Thursday, February 23, 2017

This project was a lot of fun for me.  I wanted something that no one else had done, but not something that would be “hard”.  Lemonade was something that came to mind right away.  I sketched up my idea and eagerly awaited getting started.  My first goal had been to collect all the needed equipment, and as I walked to the studio I had reserved, the moveable wall that contains a window jumped out at me.  I asked if anyone else was using it and quickly moved it into my studio and my ideas started changing just a bit to include this window. 

The window, to me, helped to speak of late summer afternoons on the porch.  We put a light behind the window to simulate the sun, and as I worked on this image it looked more like the light coming from inside the house onto the porch table and lemonade outside.  I was pretty excited!  With help from classmate assistants we quickly arranged my props with my lemonade in a tall jar.  I wanted to wait to cut the lemons I had placed on the cutting board, as well as waiting to pour lemonade into the glass until the lighting was all set up.

Positioning the bottle of lemonade on the table with a highlight hitting it to go along the length of the bottle was actually the hardest art of this project, but it was a required element for the assignment.  With my instructor's help we moved a flat diffuser panel into place to help bounce the light and soften it as required.  This diffuser panel had to be placed literally up next to the camera lens, across the table as close to my bottle of lemonade and the glass accompanying it so that it wasn’t in the frame, and still allow the window to be placed in the back of my photo. 

I really wanted the bottle of lemonade to be the focus, but felt that it needed some props.  Lemons, a bowl, a knife, a glass, all added to my arrangement without taking away from the bottle.  It’s not unusual to have a slice of lemon on the rim of a glass of lemonade, so I added that to my glass and to the carafe of lemonade.  Simple, and understated, that still allowed the bottle of lemonade to speak for itself.

As I took pictures we noticed dark areas in the background that we hadn’t intentionally set up, but when looking at them on my laptop they really worked great!  It gave some great dimension and depth to my image that drew the eye around the entire frame.  Some of the lemons had a great highlight on them, as well as the bottle of lemonade that contained the translucent highlight along the length of it.  These highlights all added “life” to my image.  While lighting the bottle was my biggest challenge, I wouldn’t say it was particularly “hard” for me to accomplish.  I think I was also pretty successful in getting some true tonality throughout my entire image.

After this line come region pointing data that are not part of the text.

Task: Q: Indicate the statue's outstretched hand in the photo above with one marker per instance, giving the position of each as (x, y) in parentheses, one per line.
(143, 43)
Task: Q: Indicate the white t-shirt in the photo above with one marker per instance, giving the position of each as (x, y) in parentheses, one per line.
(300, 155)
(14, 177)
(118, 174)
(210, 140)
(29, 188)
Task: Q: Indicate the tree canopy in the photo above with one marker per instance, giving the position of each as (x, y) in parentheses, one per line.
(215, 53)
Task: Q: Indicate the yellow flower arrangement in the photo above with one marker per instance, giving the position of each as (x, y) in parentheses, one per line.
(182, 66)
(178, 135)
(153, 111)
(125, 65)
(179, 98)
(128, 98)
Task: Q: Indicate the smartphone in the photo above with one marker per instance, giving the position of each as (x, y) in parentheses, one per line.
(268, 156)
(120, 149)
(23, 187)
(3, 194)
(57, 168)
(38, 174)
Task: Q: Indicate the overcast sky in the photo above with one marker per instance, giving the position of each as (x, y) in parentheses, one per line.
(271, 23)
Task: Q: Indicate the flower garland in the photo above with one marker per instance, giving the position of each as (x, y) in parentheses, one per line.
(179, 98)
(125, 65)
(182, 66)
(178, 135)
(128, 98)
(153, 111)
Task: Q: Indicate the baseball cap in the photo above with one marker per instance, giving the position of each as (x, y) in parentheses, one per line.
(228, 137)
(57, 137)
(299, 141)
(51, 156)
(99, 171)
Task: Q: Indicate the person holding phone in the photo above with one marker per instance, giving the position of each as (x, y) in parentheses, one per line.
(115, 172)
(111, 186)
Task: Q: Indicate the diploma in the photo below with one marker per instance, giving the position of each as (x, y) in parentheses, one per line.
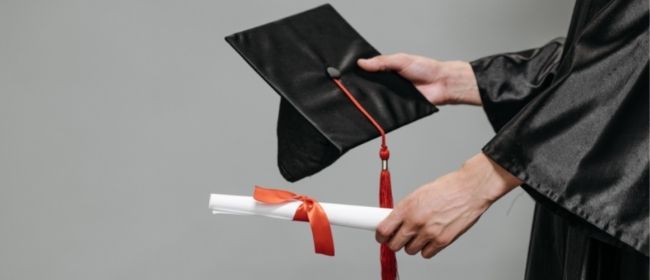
(353, 216)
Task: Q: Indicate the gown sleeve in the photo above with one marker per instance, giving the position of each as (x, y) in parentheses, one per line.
(507, 82)
(580, 143)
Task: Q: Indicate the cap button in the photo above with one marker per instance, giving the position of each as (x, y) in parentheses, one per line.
(333, 72)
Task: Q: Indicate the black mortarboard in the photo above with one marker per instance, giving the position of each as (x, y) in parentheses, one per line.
(317, 122)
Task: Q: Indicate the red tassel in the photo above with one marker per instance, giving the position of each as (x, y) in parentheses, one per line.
(387, 256)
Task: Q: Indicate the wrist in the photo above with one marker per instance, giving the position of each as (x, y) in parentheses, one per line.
(461, 84)
(494, 181)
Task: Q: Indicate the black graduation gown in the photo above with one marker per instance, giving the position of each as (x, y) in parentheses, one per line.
(572, 122)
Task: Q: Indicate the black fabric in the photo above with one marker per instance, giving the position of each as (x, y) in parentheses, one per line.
(572, 123)
(317, 123)
(562, 248)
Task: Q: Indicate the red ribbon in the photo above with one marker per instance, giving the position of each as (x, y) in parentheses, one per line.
(309, 211)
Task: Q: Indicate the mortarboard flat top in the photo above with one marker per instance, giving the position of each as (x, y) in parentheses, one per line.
(317, 123)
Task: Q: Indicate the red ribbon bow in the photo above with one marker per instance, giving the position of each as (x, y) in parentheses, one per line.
(309, 211)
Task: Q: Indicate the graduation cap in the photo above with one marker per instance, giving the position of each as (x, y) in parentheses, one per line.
(318, 123)
(329, 105)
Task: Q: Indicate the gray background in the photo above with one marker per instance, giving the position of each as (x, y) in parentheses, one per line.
(119, 118)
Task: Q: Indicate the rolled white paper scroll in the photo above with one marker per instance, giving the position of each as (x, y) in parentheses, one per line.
(354, 216)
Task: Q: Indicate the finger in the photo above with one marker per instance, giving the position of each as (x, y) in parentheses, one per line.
(403, 236)
(431, 249)
(392, 62)
(416, 244)
(388, 226)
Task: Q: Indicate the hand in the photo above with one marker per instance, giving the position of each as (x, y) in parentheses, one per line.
(441, 82)
(436, 214)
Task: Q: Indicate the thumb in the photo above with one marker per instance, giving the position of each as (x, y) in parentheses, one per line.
(392, 62)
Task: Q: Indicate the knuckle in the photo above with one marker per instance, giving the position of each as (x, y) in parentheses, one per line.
(432, 231)
(443, 240)
(383, 230)
(410, 251)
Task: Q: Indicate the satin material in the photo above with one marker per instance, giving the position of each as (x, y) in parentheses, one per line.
(572, 122)
(309, 211)
(317, 123)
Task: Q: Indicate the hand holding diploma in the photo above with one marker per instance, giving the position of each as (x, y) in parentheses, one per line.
(285, 205)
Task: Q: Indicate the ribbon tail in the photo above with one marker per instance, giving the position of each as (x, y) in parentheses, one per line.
(321, 230)
(387, 258)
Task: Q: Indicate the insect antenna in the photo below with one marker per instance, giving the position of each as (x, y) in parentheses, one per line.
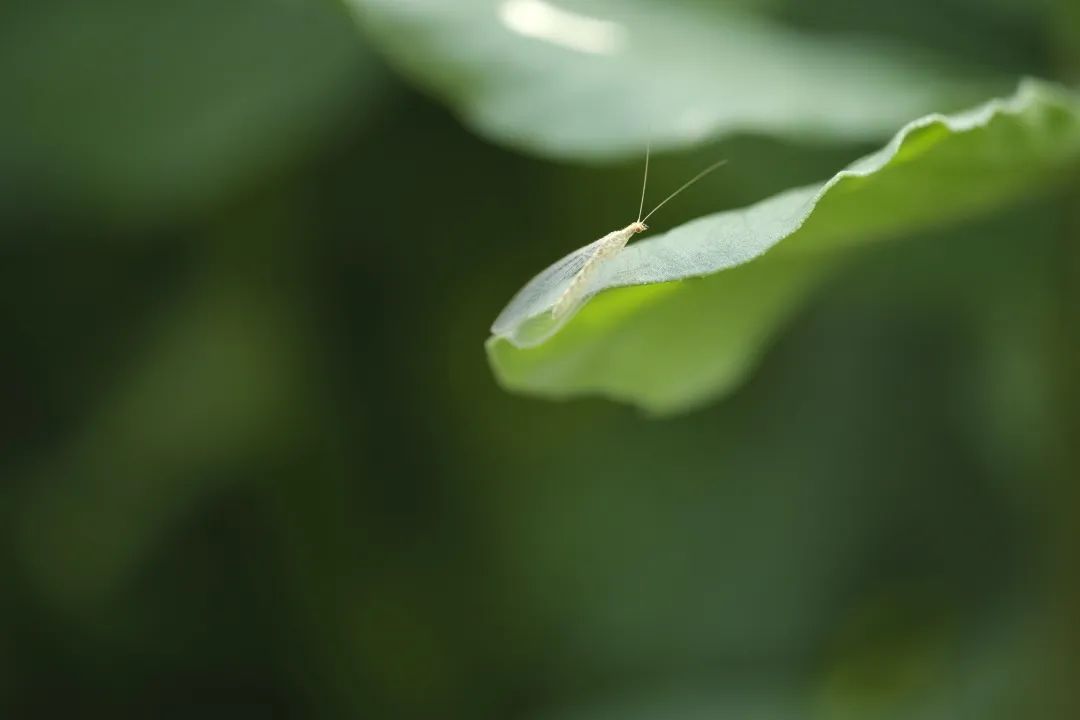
(687, 185)
(645, 181)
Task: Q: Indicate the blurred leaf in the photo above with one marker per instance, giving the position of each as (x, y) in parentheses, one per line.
(601, 79)
(755, 703)
(214, 390)
(672, 338)
(132, 108)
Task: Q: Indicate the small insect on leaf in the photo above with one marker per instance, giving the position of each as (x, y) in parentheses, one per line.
(565, 286)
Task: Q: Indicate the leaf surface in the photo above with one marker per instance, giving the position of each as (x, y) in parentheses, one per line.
(678, 318)
(599, 79)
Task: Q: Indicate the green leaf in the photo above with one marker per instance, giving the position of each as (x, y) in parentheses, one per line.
(680, 318)
(601, 79)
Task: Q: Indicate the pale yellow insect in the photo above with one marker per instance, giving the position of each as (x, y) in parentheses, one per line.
(612, 243)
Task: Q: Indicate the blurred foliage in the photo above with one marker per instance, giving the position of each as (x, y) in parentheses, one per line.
(253, 461)
(599, 79)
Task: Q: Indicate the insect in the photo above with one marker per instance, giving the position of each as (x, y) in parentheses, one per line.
(612, 243)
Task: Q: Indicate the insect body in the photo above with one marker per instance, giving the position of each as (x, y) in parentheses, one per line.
(608, 247)
(612, 243)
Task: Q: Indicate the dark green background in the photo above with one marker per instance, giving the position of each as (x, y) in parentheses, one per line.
(253, 463)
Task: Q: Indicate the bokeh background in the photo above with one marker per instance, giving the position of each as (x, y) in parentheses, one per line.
(253, 462)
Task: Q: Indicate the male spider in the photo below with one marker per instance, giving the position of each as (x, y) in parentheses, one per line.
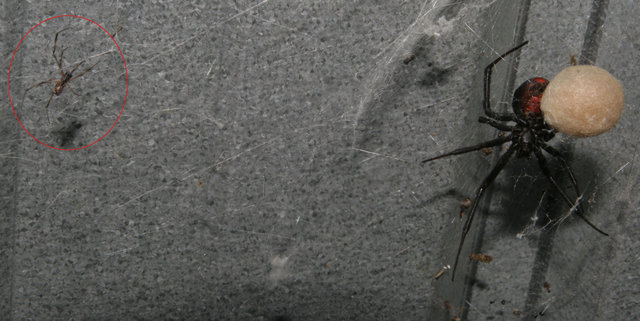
(528, 135)
(65, 77)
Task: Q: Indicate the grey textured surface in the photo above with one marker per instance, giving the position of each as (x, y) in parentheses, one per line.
(267, 164)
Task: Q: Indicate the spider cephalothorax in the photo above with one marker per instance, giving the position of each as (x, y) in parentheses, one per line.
(529, 135)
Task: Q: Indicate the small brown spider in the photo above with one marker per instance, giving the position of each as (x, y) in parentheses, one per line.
(65, 77)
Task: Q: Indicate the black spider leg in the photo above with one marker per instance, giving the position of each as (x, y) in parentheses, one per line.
(542, 161)
(489, 143)
(502, 162)
(487, 89)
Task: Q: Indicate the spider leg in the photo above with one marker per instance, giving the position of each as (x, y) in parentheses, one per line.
(495, 124)
(34, 86)
(542, 161)
(72, 90)
(55, 42)
(487, 87)
(555, 153)
(502, 162)
(47, 108)
(86, 71)
(490, 143)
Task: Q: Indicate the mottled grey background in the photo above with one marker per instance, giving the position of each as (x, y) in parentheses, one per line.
(267, 163)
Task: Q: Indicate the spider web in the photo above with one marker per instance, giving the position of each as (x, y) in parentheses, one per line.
(533, 237)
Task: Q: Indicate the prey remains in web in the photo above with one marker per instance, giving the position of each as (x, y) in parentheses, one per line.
(528, 133)
(65, 77)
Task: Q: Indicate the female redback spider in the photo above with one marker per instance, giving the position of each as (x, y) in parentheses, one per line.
(528, 135)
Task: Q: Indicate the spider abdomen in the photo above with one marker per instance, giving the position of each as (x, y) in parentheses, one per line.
(526, 99)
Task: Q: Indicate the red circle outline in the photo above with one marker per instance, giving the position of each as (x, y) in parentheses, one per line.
(125, 71)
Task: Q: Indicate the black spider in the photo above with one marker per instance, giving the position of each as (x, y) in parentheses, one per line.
(528, 135)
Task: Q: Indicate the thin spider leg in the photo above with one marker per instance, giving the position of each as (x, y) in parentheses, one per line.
(555, 153)
(490, 143)
(487, 87)
(542, 161)
(86, 71)
(495, 124)
(47, 108)
(55, 42)
(59, 63)
(72, 90)
(502, 162)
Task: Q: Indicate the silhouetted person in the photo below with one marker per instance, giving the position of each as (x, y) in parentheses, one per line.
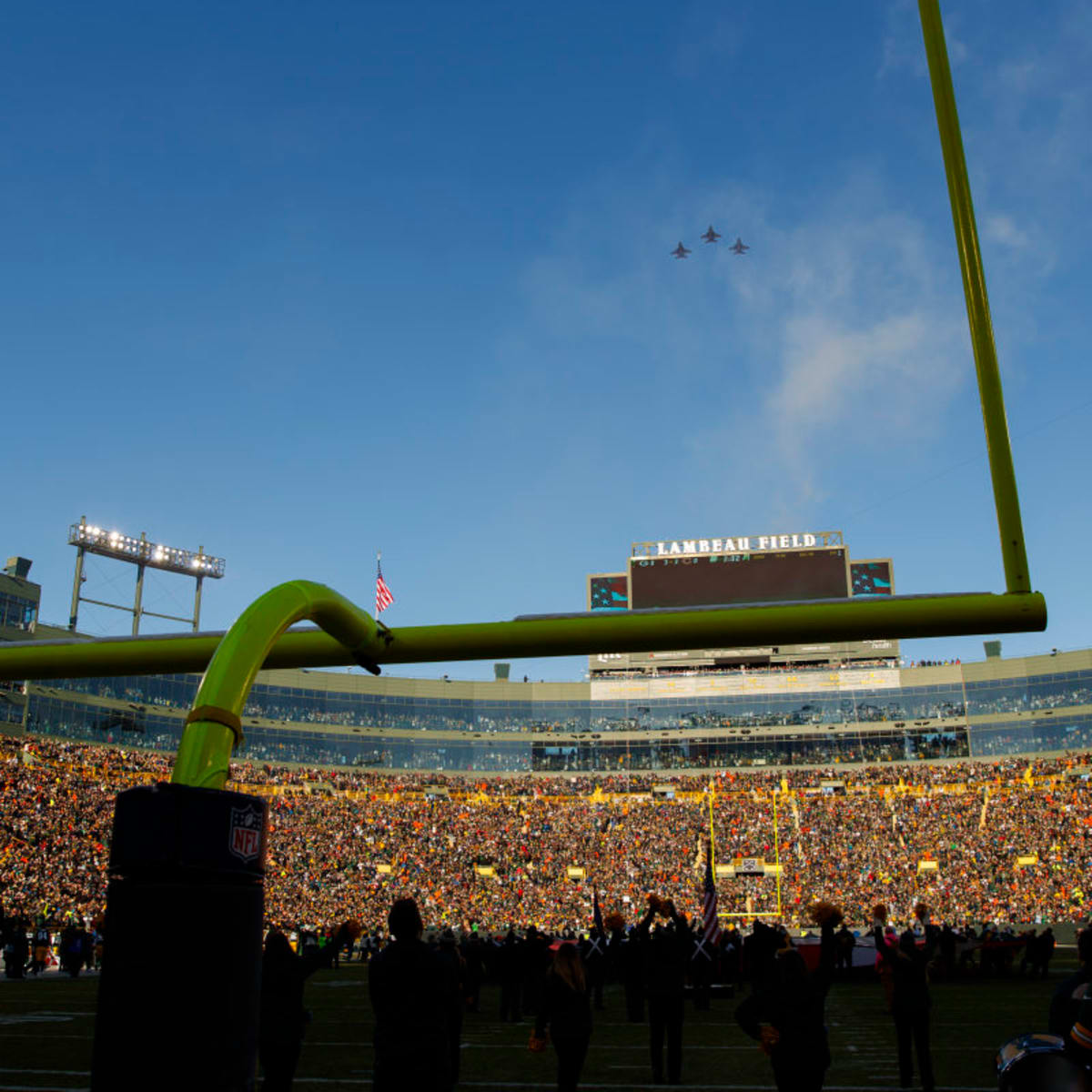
(563, 1008)
(785, 1010)
(410, 993)
(1067, 997)
(666, 951)
(283, 1016)
(456, 969)
(629, 959)
(844, 943)
(511, 972)
(15, 947)
(910, 1002)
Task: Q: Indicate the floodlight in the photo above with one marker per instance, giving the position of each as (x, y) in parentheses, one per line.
(94, 540)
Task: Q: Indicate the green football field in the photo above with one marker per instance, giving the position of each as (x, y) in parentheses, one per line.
(46, 1029)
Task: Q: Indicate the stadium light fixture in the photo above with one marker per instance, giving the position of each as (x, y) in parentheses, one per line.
(96, 540)
(91, 539)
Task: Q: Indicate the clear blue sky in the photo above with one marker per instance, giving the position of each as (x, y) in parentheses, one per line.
(300, 282)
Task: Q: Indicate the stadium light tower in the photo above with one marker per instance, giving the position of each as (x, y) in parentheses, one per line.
(88, 539)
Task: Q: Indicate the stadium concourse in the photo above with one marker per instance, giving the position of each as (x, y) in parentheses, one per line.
(490, 853)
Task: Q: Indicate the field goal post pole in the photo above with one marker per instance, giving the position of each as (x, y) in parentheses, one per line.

I am pretty happy with the final image for this project.  I know that there is always room for improvement, but for my first attempt, I was pretty happy with the results.  I can’t wait to learn more in the coming months and come back to this image to see what I am will still be able to improve upon.  I had a few things that I think really helped me in completing this assignment.  I had great team members to assist me and their input was very helpful.  I also think it was a tremendous help for me to have sketched my idea out so that I could use that as a reference for a starting point.  Keeping my mind open to changes and others' input was also incredibly helpful.  Having learned some very basic studio lighting was helpful, but I know that I still have so much to learn on this.  My final image was pretty much what I had sketched out, with the addition of the window and some other minor additions or changes.


Wednesday, February 22, 2017

Digital Composite

During my first quarter of photography classes we learned how to do digital composites.  This quarter we are also doing them in our photographic design class.  I’m getting more comfortable with doing these.  While I don’t intend on doing a lot of digital composites they can be fun, and I can see how I would utilize this skill for doing the digital scrapbooking that I would like to do.

For this class we were instructed to choose one from four different artists and their movements to emulate for this project.  Our group chose Edward Hopper’s Nighthawks, a film noir style painting created in 1942.  To accomplish this project we needed to photograph each person in our group of five separately, shoot a background, and other supporting objects/subjects, to composite into our final pieces.  Each person had to create their own individual composite plus we had to create one group composite. 

 After researching film noir we decided that our characters needed a story that would all tie together in the final composite.  This storyline was essentially that some characters were married and that they were all cheating on one another, and in the end one of the characters would have died, but no one would be able to tell “who done it” because every one of us could have been guilty.

In my group individual composite (below) three of our characters walked up on two of the others who were married, but the two of them had been cheating on two of the other characters that had just walked up.
 

In our final group composite, one of our characters ends up dead.  Two of the women look smug, the other woman is sad because he died, and the last man is nonchalant.  Can you depict which of the characters has killed the man?